Evil, Unconscious, and Meaning in History. Outline of a Phenomenological Critique of Utopian-Historiodicial Politics

Abstract
Politics presupposes an understanding of meaning in history, according to which it manages the actions that accord with or serve this meaning (as an ultimate good). The aim of this paper is to examine the process by which meaning in history is formed, as well as its character. To do this, I employ suitably modified phenomenological analyses of intentional consciousness to bring them as close as possible to the thematic of the psychoanalytic unconscious. I first try to sketch the basis on which the modern problem of meaning in history arises and the fundamental responses produced by modern philosophy. Then, I delineate two basic understandings of meaning in history as developed by the founders of Phenomenology, Husserl and Heidegger, which are surprisingly close to those of modern metaphysics. Next, I draft the process by which the topic of the unconscious surfaces in the context of difficulties faced by critical epistemology in its effort to penetrate the unperceivable folds of reality, which should be acknowledged as a precondition of experience but also of action and ethics. After this, a brief phenomenological account regarding action and praxis in response to evil is presented as a specific concretization of this philosophy after its vaccination with the thematic of the unconscious. Next, I examine MerleauPonty’s final, although ultimately failed, attempt to construct a phenomenological proof of the possibility of objective knowledge regarding historical meaning.

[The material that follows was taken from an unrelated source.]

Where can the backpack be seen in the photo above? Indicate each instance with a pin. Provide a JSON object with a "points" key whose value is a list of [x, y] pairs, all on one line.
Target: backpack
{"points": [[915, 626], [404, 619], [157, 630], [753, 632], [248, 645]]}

In addition, I consider how persistent maintenance of the ideologically optimistic reading of history simply concocts political action that crucially exposes humanity to the danger of perpetrating what Arendt called “banal evil.” The question, then, is whether Phenomenology can offer a non-nihilistic understanding of existence, action, and events in history. I argue that a cautious non-Marxist and de-Messianized reinterpretation of Benjamin’s “Theses on the Philosophy of History” (1940), in tandem with an Aristotelian analysis of praxis and Kantian-Arendtian “common sense,” offers a sober, perspectivist, realistic understanding of the place of humans in the cosmos and of the historical course we happen to take in it.